「レオナルド・ダ・ヴィンチの手記」(岩波文庫 p20-21)より

 いやはやこの手輩、私の仕事が他人の言葉よりも経験から引き出されていることを御存知ないのである。経験こそ立派な著述家の先生であった。だから、私もこれを先生としてあらゆる場合にその援助を仰ぐつもりだ。

 多くの人々は私の証明が二三の非常に尊敬すべき人物の権威にそむいている---かれらのあやふやな判断によればであるが---と主張すれば、それで合理的に私を非難しうると信じている。やっこさんたち、私の仕事が、それこそ本当の先生である、単純簡明な経験の下に生み出されたものであることを考えない。

 たとえ奴らのように、著作家たちを引用することができたところで、奴らの先生の先生たる経験を引用する方がはるかに偉大でありかつ読む価値も大きい。やっこさんたち、自分の苦労ではなく他人の苦労で膨れあがり贅を尽くし飾りめかしていらっしゃる。が私の苦労は自分自身にそういう真似をするのを許さない。そして、やっこさんたちが創作者たる私を軽蔑するなら、創作者でなくて他人の作品のラッパ卒兼暗誦家にすぎないやっこさんたちこそ、遥かにはるかに非難されてもよさそうなものではないか。
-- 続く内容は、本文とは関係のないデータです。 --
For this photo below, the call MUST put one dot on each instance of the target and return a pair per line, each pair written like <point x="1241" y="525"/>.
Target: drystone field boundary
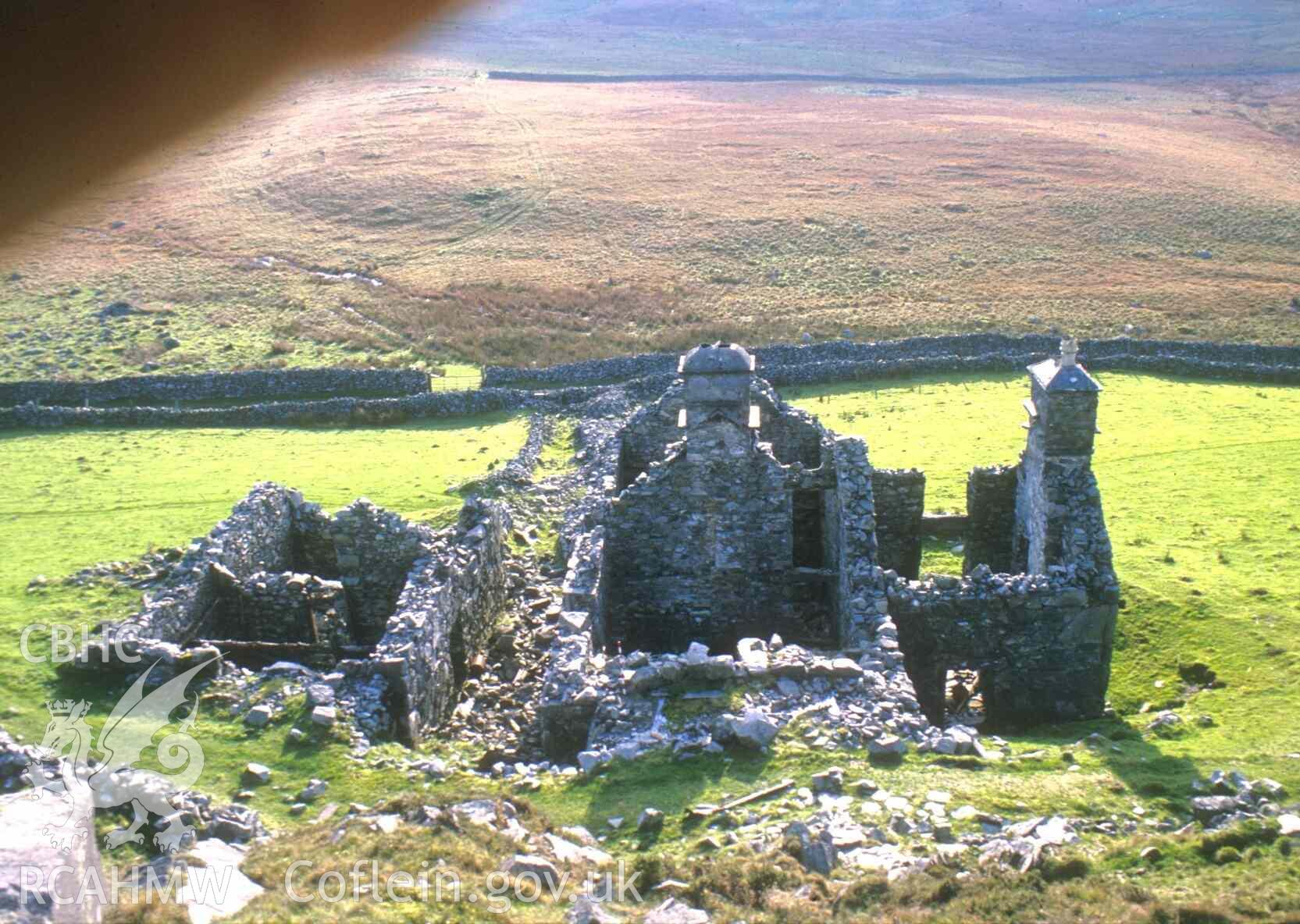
<point x="648" y="375"/>
<point x="830" y="361"/>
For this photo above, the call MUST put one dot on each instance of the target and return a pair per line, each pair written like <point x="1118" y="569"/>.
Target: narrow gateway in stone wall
<point x="389" y="611"/>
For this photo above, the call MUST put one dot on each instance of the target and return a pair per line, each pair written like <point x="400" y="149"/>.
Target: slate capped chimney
<point x="718" y="377"/>
<point x="1063" y="403"/>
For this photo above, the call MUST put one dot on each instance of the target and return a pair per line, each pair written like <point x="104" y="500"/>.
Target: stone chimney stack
<point x="718" y="377"/>
<point x="1063" y="403"/>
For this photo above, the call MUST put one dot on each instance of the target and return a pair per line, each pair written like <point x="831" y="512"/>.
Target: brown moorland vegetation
<point x="535" y="222"/>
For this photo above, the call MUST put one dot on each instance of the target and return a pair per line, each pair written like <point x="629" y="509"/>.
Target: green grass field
<point x="1198" y="484"/>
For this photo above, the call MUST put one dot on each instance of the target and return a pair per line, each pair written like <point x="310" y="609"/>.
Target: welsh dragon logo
<point x="76" y="785"/>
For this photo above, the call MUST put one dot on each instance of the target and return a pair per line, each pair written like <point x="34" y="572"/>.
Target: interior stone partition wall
<point x="900" y="496"/>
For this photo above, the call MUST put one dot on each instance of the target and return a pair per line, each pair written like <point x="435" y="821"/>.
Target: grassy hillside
<point x="506" y="222"/>
<point x="1198" y="489"/>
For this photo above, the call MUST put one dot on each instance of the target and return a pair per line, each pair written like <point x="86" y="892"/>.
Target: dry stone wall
<point x="989" y="517"/>
<point x="393" y="606"/>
 創作者であり自然と人間とを通訳する人間は、他人の作品のラッパ卒兼暗誦家と較べるなら、鏡の外部にある客体と、鏡に映っているその客体とが似てはいるが、前者はそれ自身で何ものかであるのに、後者は無に過ぎないという関係と異ならない、と考えた上で尊敬されるベきである。人々はあまり自然の恩恵をこうむらぬ、けだしかれらは専ら人工の品を着けているばかりだから。もっとも、それすらなかったら、かれらを畜生の群れに仲間入りさせても差し支えないに相違ない。

 経験の弟子、レオナルド・ダ・ヴィンチ。